Reduction of sulfur emissions

In the past, diesel fuel contained higher quantities of sulfur. European emission standards and preferential taxation have forced oil refineries to dramatically reduce the level of sulfur in diesel fuels. In the United States, more stringent emission standards have been adopted with the transition to ULSD starting in 2006, and becoming mandatory on June 1, 2010 (see also diesel exhaust). U.S. diesel fuel typically also has a lower cetane number (a measure of ignition quality) than European diesel, resulting in worse cold weather performance and some increase in emissions.

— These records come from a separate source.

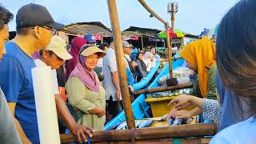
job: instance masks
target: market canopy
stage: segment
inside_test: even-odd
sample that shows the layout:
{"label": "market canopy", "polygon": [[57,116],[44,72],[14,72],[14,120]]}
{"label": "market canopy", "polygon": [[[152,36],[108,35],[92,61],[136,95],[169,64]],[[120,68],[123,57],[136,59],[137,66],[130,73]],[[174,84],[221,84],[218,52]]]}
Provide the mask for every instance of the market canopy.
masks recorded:
{"label": "market canopy", "polygon": [[100,34],[102,37],[112,36],[112,31],[100,22],[71,23],[65,26],[65,30],[82,35],[91,34],[94,35]]}
{"label": "market canopy", "polygon": [[[169,29],[169,34],[170,34],[170,38],[182,38],[182,37],[185,36],[183,32],[182,32],[181,30],[179,30],[178,29],[174,29],[174,30],[173,30],[172,29]],[[160,38],[167,38],[167,34],[166,34],[166,30],[162,30],[160,33],[157,34],[157,36]]]}
{"label": "market canopy", "polygon": [[130,26],[128,29],[123,30],[122,32],[125,31],[134,31],[141,34],[142,36],[156,38],[156,34],[159,33],[161,30],[157,29]]}

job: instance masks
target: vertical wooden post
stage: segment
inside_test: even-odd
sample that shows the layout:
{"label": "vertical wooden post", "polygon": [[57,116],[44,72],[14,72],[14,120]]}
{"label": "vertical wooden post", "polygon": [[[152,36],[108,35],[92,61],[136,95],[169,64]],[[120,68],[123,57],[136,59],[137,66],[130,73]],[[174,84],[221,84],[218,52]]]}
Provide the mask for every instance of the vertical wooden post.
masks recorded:
{"label": "vertical wooden post", "polygon": [[169,62],[169,73],[170,77],[173,77],[173,68],[171,66],[171,59],[172,59],[172,52],[171,52],[171,42],[170,39],[170,28],[168,25],[166,25],[166,41],[167,41],[167,47],[168,47],[168,62]]}
{"label": "vertical wooden post", "polygon": [[115,46],[115,55],[117,58],[119,83],[122,92],[122,104],[126,114],[126,123],[129,129],[135,127],[135,122],[131,108],[128,82],[126,77],[126,65],[122,50],[122,41],[121,38],[118,14],[115,0],[107,0],[109,14],[111,22],[114,42]]}
{"label": "vertical wooden post", "polygon": [[144,51],[144,45],[143,45],[143,36],[141,37],[142,40],[142,51]]}
{"label": "vertical wooden post", "polygon": [[171,8],[171,29],[174,30],[174,21],[175,21],[175,12],[174,12],[174,3],[170,4],[170,8]]}
{"label": "vertical wooden post", "polygon": [[103,44],[103,35],[102,35],[102,44]]}

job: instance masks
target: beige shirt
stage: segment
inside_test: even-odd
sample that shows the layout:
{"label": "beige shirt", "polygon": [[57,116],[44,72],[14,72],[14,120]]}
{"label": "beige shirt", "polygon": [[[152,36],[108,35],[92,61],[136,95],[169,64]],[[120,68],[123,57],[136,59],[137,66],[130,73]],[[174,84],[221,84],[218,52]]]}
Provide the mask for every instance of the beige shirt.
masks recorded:
{"label": "beige shirt", "polygon": [[106,93],[102,86],[100,86],[99,92],[94,92],[89,90],[79,78],[71,77],[66,83],[66,90],[69,102],[79,115],[77,122],[95,130],[104,130],[106,116],[99,118],[97,114],[89,113],[95,106],[105,109]]}

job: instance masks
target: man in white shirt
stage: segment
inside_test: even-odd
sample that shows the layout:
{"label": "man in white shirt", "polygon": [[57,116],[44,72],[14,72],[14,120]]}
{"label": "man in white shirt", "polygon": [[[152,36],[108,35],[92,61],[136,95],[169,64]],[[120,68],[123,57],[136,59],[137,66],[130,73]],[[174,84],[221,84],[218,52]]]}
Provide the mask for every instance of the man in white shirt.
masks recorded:
{"label": "man in white shirt", "polygon": [[[134,47],[133,45],[129,44],[127,41],[122,41],[122,48],[123,48],[123,53],[124,53],[124,58],[125,58],[125,63],[132,73],[134,72],[135,67],[138,66],[138,64],[136,63],[136,62],[132,61],[130,57],[130,54],[133,50],[133,47]],[[129,62],[131,64],[129,65]]]}
{"label": "man in white shirt", "polygon": [[111,42],[103,58],[103,87],[106,90],[106,121],[118,114],[122,110],[120,101],[122,101],[121,89],[119,86],[118,71],[115,57],[114,42]]}
{"label": "man in white shirt", "polygon": [[90,130],[86,126],[76,123],[75,120],[70,114],[64,101],[62,99],[57,80],[56,69],[60,68],[64,64],[65,60],[71,59],[72,56],[66,50],[66,45],[64,39],[58,36],[53,36],[48,47],[40,51],[40,59],[35,60],[37,66],[50,66],[52,68],[52,86],[54,87],[54,97],[56,102],[56,108],[58,115],[73,134],[78,133],[80,129]]}

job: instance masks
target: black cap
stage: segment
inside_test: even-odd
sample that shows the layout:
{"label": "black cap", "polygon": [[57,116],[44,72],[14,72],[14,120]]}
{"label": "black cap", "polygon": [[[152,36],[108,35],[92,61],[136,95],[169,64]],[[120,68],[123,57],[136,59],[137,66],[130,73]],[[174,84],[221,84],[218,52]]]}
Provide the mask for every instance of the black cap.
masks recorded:
{"label": "black cap", "polygon": [[46,7],[28,4],[21,7],[16,15],[17,27],[49,26],[57,30],[64,30],[64,25],[55,22]]}

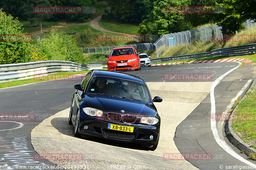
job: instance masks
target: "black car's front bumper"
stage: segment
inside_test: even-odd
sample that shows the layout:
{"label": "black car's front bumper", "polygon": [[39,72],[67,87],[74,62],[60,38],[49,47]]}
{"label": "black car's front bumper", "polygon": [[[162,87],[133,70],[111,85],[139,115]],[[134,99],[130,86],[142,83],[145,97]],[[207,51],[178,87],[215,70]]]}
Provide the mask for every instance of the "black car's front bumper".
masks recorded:
{"label": "black car's front bumper", "polygon": [[[156,143],[160,128],[160,120],[155,125],[148,125],[122,123],[84,115],[80,115],[80,120],[79,132],[80,133],[116,141],[140,143],[145,146],[151,146]],[[108,129],[109,123],[133,127],[133,132]],[[88,127],[87,129],[84,128],[85,126]],[[150,139],[149,137],[151,135],[153,138]]]}

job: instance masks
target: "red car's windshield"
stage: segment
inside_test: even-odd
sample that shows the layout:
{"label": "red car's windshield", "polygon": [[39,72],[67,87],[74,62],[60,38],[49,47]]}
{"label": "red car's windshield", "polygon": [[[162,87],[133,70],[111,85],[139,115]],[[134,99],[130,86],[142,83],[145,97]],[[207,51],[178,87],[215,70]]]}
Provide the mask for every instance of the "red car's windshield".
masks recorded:
{"label": "red car's windshield", "polygon": [[134,54],[133,50],[132,48],[127,48],[113,50],[110,56],[116,56],[120,55],[131,55]]}

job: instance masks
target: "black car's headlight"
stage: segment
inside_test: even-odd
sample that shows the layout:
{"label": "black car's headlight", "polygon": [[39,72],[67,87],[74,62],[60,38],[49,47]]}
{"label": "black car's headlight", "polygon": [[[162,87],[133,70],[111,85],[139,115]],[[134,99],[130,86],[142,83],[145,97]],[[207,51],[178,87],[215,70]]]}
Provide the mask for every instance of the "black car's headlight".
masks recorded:
{"label": "black car's headlight", "polygon": [[83,110],[86,115],[92,116],[103,117],[103,112],[92,107],[84,107]]}
{"label": "black car's headlight", "polygon": [[140,122],[149,125],[154,125],[157,123],[158,121],[158,119],[154,117],[143,117]]}

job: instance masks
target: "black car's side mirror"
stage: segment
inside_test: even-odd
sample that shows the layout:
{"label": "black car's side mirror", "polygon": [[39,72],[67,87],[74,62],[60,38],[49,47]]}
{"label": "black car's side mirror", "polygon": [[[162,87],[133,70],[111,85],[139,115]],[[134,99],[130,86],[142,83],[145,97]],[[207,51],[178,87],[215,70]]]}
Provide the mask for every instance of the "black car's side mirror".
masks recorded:
{"label": "black car's side mirror", "polygon": [[74,88],[75,89],[76,89],[80,91],[84,91],[84,89],[83,88],[83,85],[78,84],[78,85],[76,85],[74,86]]}
{"label": "black car's side mirror", "polygon": [[163,101],[163,99],[160,97],[155,96],[152,101],[153,101],[153,102],[162,102]]}

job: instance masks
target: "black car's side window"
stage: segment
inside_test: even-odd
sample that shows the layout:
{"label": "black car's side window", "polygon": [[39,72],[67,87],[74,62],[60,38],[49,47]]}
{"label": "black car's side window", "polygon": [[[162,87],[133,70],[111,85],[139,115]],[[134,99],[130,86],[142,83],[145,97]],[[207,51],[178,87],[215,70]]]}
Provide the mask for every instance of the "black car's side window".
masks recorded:
{"label": "black car's side window", "polygon": [[82,84],[82,85],[83,85],[83,88],[84,89],[85,89],[85,87],[86,87],[86,85],[88,83],[88,81],[89,81],[89,79],[90,79],[90,77],[91,77],[91,75],[92,75],[91,72],[90,72],[88,73],[86,75],[85,78],[84,78],[84,80],[82,82],[81,84]]}

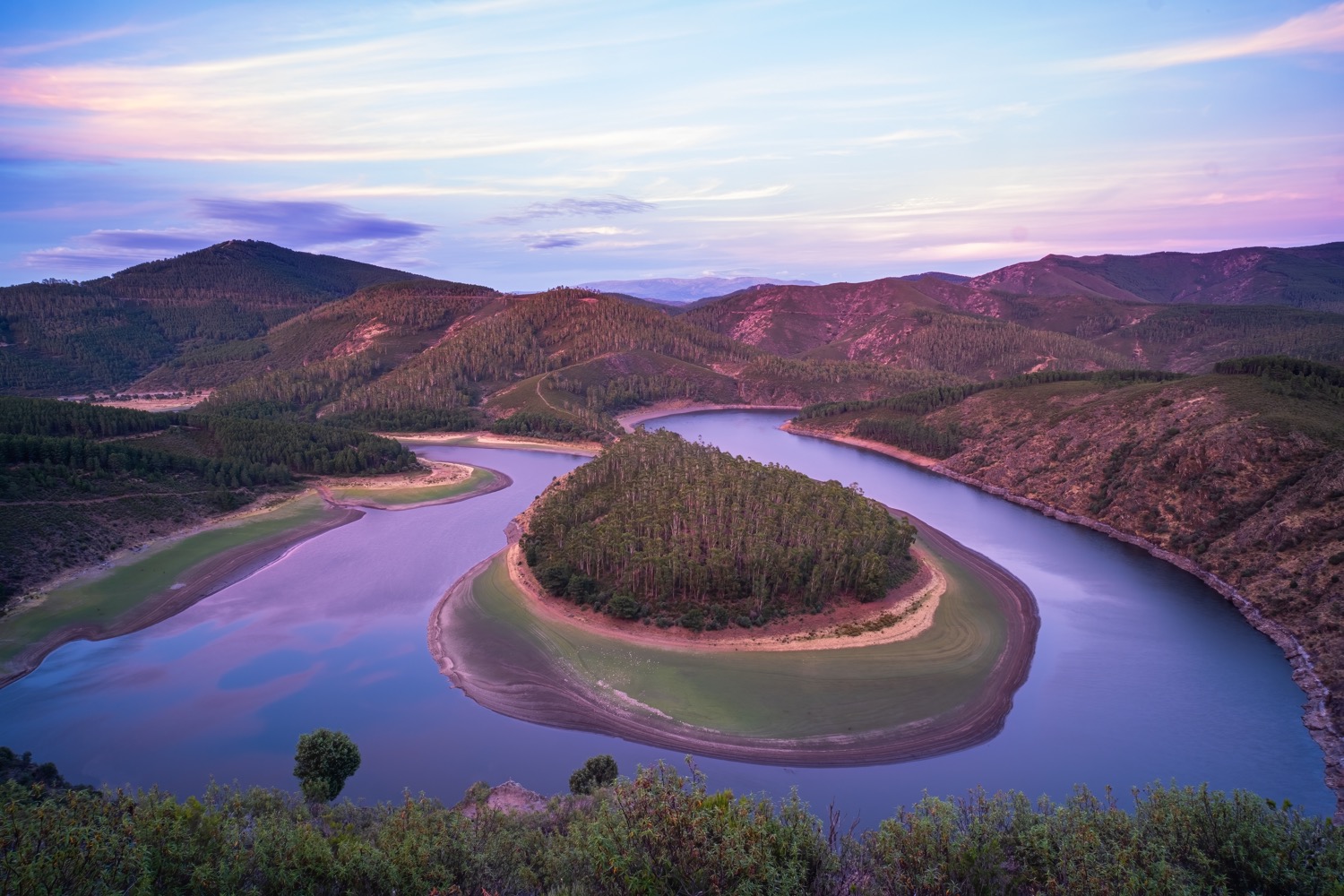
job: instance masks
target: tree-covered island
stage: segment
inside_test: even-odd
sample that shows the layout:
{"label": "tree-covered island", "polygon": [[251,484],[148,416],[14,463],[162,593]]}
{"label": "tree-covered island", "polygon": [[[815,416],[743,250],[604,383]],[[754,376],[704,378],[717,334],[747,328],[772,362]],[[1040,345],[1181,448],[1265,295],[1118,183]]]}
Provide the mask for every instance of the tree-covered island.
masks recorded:
{"label": "tree-covered island", "polygon": [[532,505],[521,548],[550,594],[661,627],[751,627],[911,578],[915,528],[836,481],[638,431]]}

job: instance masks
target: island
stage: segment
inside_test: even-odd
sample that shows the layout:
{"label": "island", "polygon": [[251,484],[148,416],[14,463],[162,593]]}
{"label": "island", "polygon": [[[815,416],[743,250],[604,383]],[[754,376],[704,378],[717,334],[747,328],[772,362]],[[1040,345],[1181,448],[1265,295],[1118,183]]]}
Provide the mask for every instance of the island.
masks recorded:
{"label": "island", "polygon": [[704,756],[845,766],[1003,727],[1039,618],[1011,574],[840,482],[659,431],[556,480],[439,602],[482,705]]}

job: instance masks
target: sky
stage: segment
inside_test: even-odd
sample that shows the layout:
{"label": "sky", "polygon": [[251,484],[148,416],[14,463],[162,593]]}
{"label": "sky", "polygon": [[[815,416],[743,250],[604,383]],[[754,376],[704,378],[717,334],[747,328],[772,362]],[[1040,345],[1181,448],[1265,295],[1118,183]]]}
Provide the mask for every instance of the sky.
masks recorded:
{"label": "sky", "polygon": [[44,0],[0,283],[265,239],[496,289],[1344,239],[1344,3]]}

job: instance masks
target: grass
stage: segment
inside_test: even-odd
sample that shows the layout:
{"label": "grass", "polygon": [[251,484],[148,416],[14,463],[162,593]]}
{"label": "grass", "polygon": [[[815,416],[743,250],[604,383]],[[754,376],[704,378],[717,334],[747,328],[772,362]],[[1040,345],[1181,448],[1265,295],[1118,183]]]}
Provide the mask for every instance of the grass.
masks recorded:
{"label": "grass", "polygon": [[[927,549],[929,545],[925,545]],[[962,567],[935,557],[949,580],[934,625],[910,641],[790,652],[646,647],[535,615],[503,557],[476,579],[470,626],[457,641],[470,674],[509,678],[511,668],[574,674],[607,697],[629,697],[689,725],[753,737],[884,731],[937,717],[989,686],[1005,621]],[[824,627],[825,617],[817,617]],[[603,684],[598,684],[603,682]]]}
{"label": "grass", "polygon": [[442,501],[460,494],[474,492],[489,485],[495,474],[481,467],[472,467],[472,474],[460,482],[446,485],[410,485],[399,489],[366,489],[348,488],[332,489],[332,497],[337,501],[372,501],[375,504],[398,506],[402,504],[422,504],[426,501]]}
{"label": "grass", "polygon": [[224,551],[312,523],[324,510],[320,498],[305,496],[238,523],[165,541],[120,560],[95,578],[82,576],[54,588],[40,603],[0,618],[0,666],[59,629],[106,626],[146,598],[169,590],[192,567]]}

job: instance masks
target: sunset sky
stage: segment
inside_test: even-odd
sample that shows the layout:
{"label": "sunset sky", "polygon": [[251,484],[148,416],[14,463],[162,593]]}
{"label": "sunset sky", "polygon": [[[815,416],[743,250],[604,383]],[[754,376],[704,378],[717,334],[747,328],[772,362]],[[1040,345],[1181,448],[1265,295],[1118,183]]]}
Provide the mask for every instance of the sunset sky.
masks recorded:
{"label": "sunset sky", "polygon": [[5,4],[0,283],[499,289],[1344,239],[1344,3]]}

Environment hazards of sulfur

High levels of sulfur in diesel are harmful for the environment because they prevent the use of catalytic diesel particulate filters to control diesel particulate emissions, as well as more advanced technologies, such as nitrogen oxide (NOx) adsorbers (still under development), to reduce emissions. Moreover, sulfur in the fuel is oxidized during combustion, producing sulfur dioxide and sulfur trioxide, that in presence of water rapidly convert to sulfuric acid, one of the chemical processes that results in acid rain. However, the process for lowering sulfur also reduces the lubricity of the fuel, meaning that additives must be put into the fuel to help lubricate engines. Biodiesel and biodiesel/petrodiesel blends, with their higher lubricity levels, are increasingly being utilized as an alternative. The U.S. annual consumption of diesel fuel in 2006 was about 190 billion litres (42 billion imperial gallons or 50 billion US gallons).

Chemical composition

Petroleum-derived diesel is composed of about 75% saturated hydrocarbons (primarily paraffins including n, iso, and cycloparaffins), and 25% aromatic hydrocarbons (including naphthalenes and alkylbenzenes). The average chemical formula for common diesel fuel is C12H23, ranging approximately from C10H20 to C15H28.

Algae, microbes, and water contamination

There has been much discussion and misunderstanding of algae in diesel fuel. Algae need light to live and grow. As there is no sunlight in a closed fuel tank, no algae can survive, but some microbes can survive and feed on the diesel fuel.

These microbes form a colony that lives at the interface of fuel and water. They grow quite fast in warmer temperatures. They can even grow in cold weather when fuel tank heaters are installed. Parts of the colony can break off and clog the fuel lines and fuel filters.

Solubility

Diesel does not mix with water.

Water in fuel can damage a fuel injection pump, some diesel fuel filters also trap water.

Road hazard

Petrodiesel spilled on a road will stay there until washed away by sufficiently heavy rain, whereas gasoline will quickly evaporate. After the light fractions have evaporated, a greasy slick is left on the road which can destabilize moving vehicles. Diesel spills severely reduce tire grip and traction, and have been implicated in many accidents. The loss of traction is similar to that encountered on black ice. Diesel slicks are especially dangerous for two-wheeled vehicles such as motorcycles.